Foi Capiberibe o responsável por enviar a bebida à Embrapa, onde foi feito um estudo para averiguar a venda do produto. Na primeira prova do órgão, feita com 50 provadores, o vinho de açaí recebeu 74% de aprovação — o nível mínimo de aceitação para ser lançado no mercado é de 70%. Apenas 12% perceberam o aroma característico da fruta.

A produção da bebida é quase idêntica ao vinho tinto, com duas exceções: o açaí tem menos açúcar e água do que a uva. "Adicionamos esses dois ingredientes para criar o mosto que será fermentado para ser tornar vinho. O açúcar é adicionado somente antes da fermentação, pois é necessário para a levedura transformá-lo em álcool", conta Marcos Vieira, produtor da Florisa Vinhos.

Concluída essa etapa, o resto da produção é idêntico ao feito com vinhos: é possível escolher o material dos barris, o engarrafamento e os demais detalhes. "Quanto mais limpo, bem trabalhado e higiênico, melhor o resultado que o produtor vai obter", acrescenta o sommelier Arrebola.

O açaí tinto tem teor alcoólico que varia entre 9% a 12%. A depender da quantidade de açúcar e água adicionados pode ser mais ou menos seco.

Açaí tinto da Florisa, no mercado desde 2020 (Florisa/ Divulgação)

E tem mercado?

Hoje a Flor de Samaúma trabalha com quatro rótulos diferentes de vinho de açaí. Já a Florisa comercializa dois e também trabalha com um licor da bebida, feito com destilado de cana-de-açúcar e cumaru, a baunilha amazônica. O preço varia entre R$ 78 e R$ 115 por garrafa.

Para ambos os produtores, o mercado que ainda é enxuto para uma bebida que ainda engatinha na Amazônia e fora dela ganhou uma nova abertura na COP30. As duas "açainículas" trabalham com uma margem pequena ao ano, mais voltada para valorização do uso do açaí amazônico, suas inúmeras possibilidades e capacidade de fortalecimento da economia local.

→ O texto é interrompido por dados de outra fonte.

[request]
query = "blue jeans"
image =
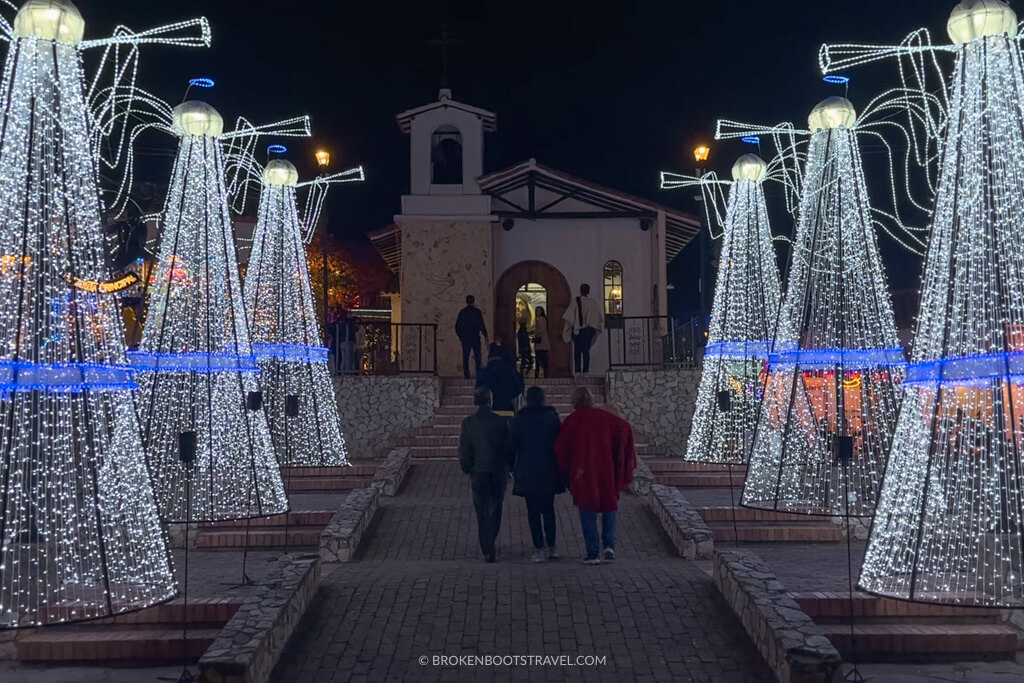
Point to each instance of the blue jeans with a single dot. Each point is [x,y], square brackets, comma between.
[588,520]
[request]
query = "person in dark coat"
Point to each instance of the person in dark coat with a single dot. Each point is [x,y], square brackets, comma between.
[535,470]
[469,327]
[483,457]
[505,383]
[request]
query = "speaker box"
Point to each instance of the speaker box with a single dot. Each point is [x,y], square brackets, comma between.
[724,400]
[254,400]
[186,446]
[292,404]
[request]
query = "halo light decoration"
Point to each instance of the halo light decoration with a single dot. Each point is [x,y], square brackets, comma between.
[286,337]
[199,398]
[949,526]
[742,317]
[832,397]
[80,535]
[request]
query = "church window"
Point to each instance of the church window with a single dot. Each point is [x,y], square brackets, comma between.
[613,288]
[445,156]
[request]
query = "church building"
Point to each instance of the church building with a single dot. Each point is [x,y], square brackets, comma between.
[520,238]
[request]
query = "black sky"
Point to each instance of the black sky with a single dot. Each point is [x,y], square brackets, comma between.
[612,92]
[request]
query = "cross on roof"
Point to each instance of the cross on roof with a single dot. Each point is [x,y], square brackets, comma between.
[443,43]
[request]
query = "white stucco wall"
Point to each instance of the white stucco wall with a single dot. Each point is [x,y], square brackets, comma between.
[580,248]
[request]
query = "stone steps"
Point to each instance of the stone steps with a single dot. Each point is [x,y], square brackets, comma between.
[306,484]
[825,605]
[760,531]
[725,514]
[274,537]
[924,642]
[146,638]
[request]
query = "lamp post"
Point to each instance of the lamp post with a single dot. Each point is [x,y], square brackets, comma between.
[324,161]
[700,154]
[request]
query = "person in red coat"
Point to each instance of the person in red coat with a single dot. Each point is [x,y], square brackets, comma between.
[595,449]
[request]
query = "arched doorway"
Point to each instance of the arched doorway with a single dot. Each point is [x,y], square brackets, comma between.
[558,296]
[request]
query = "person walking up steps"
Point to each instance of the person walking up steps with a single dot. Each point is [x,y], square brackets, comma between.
[469,327]
[595,449]
[483,458]
[583,324]
[535,470]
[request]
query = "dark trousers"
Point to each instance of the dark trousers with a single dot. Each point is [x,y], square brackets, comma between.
[542,363]
[467,348]
[588,520]
[538,506]
[581,348]
[488,495]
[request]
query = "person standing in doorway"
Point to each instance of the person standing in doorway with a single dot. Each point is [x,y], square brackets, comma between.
[483,457]
[583,325]
[595,449]
[535,469]
[469,327]
[542,342]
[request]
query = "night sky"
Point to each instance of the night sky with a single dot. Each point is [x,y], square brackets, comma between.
[609,92]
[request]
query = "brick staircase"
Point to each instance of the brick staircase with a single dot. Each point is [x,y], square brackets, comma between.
[897,631]
[439,437]
[148,638]
[308,479]
[707,486]
[292,530]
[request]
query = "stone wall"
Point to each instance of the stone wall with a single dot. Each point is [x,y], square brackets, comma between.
[657,402]
[375,410]
[441,262]
[691,537]
[795,647]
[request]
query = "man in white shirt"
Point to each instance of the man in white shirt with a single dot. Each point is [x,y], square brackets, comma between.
[584,323]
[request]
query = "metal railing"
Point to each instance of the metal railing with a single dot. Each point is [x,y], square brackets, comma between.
[383,347]
[646,341]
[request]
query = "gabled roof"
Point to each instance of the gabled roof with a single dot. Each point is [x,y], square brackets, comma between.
[444,101]
[515,191]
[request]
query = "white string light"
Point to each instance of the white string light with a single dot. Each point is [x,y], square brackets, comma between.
[830,398]
[949,526]
[199,397]
[742,317]
[298,392]
[79,529]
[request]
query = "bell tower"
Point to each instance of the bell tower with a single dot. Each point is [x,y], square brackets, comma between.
[446,245]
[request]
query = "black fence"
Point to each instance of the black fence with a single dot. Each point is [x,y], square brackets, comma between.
[645,341]
[382,347]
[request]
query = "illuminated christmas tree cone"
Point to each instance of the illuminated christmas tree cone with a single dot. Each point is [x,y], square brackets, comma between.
[298,392]
[742,322]
[949,526]
[80,536]
[832,398]
[203,423]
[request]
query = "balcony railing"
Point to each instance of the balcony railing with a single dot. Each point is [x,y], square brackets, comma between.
[383,347]
[651,341]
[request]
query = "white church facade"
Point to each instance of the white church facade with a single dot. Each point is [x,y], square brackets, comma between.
[519,238]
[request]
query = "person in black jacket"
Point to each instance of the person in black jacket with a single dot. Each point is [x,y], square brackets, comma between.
[469,327]
[505,383]
[537,477]
[483,457]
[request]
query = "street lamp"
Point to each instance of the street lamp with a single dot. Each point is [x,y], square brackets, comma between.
[324,161]
[700,155]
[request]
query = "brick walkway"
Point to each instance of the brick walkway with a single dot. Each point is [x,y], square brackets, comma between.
[420,589]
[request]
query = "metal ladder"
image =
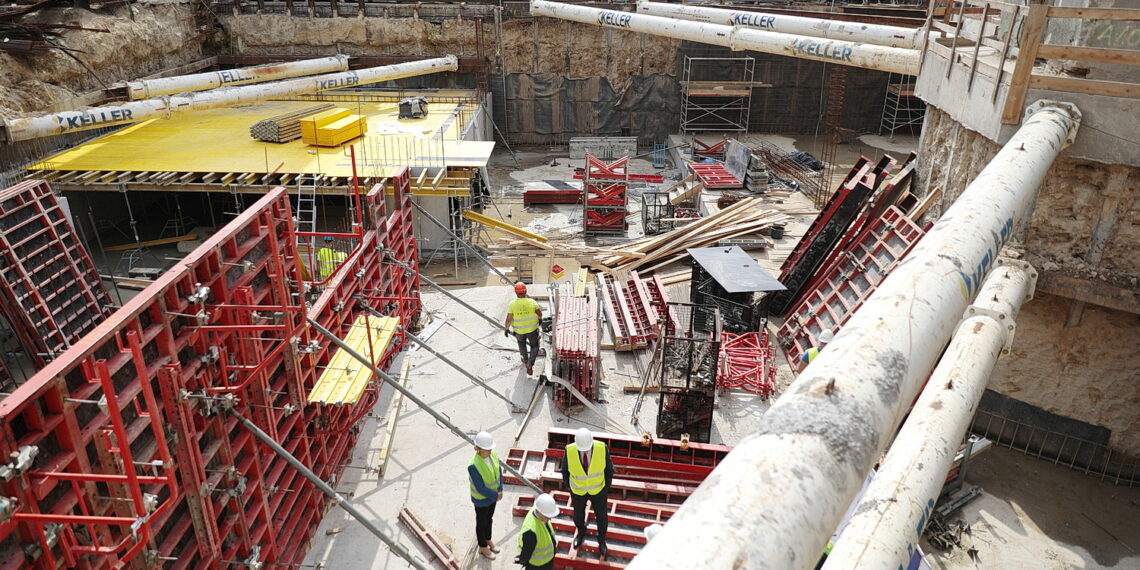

Christianne Rosas, que representa e distribui os vinhos da Florisa no Pará, vê na escolha de Lula uma valorização amazônica importante para o desenvolvimento econômico da região. "Com a escolha do presidente para a COP, há mais visibilidade para os projetos de pequenos produtores. Ninguém vem do seu país para beber seus próprios vinhos no meio da Amazônia, as pessoas vêm para cá para ter experiências próprias daqui, com a gastronomia e cultura locais", diz ela.

No teste da Embrapa, 56% dos consumidores expressaram que possivelmente ou certamente comprariam o produto. 

"É um produto novo no mercado, ainda em desenvolvimento de marca e consolidação no mundo da gastronomia", explica Lucas Azulay, empresário, enólogo e gerente comercial na Azulay Vinhos, que trabalhou com garrafas da Florisa em alguns eventos da COP30. "Mas chegou forte na COP e com boas perspectivas para o futuro."

A distribuição, por ora, é feita com foco principal em bares e restaurantes locais. Algumas garrafas acabam chegando a outros estados do Brasil, mas ainda circulam mais no campo da curiosidade do que na apreciação como bebida alcoólica de grande prestígio. Espaço para crescimento, ainda mais após a COP, há de sobra.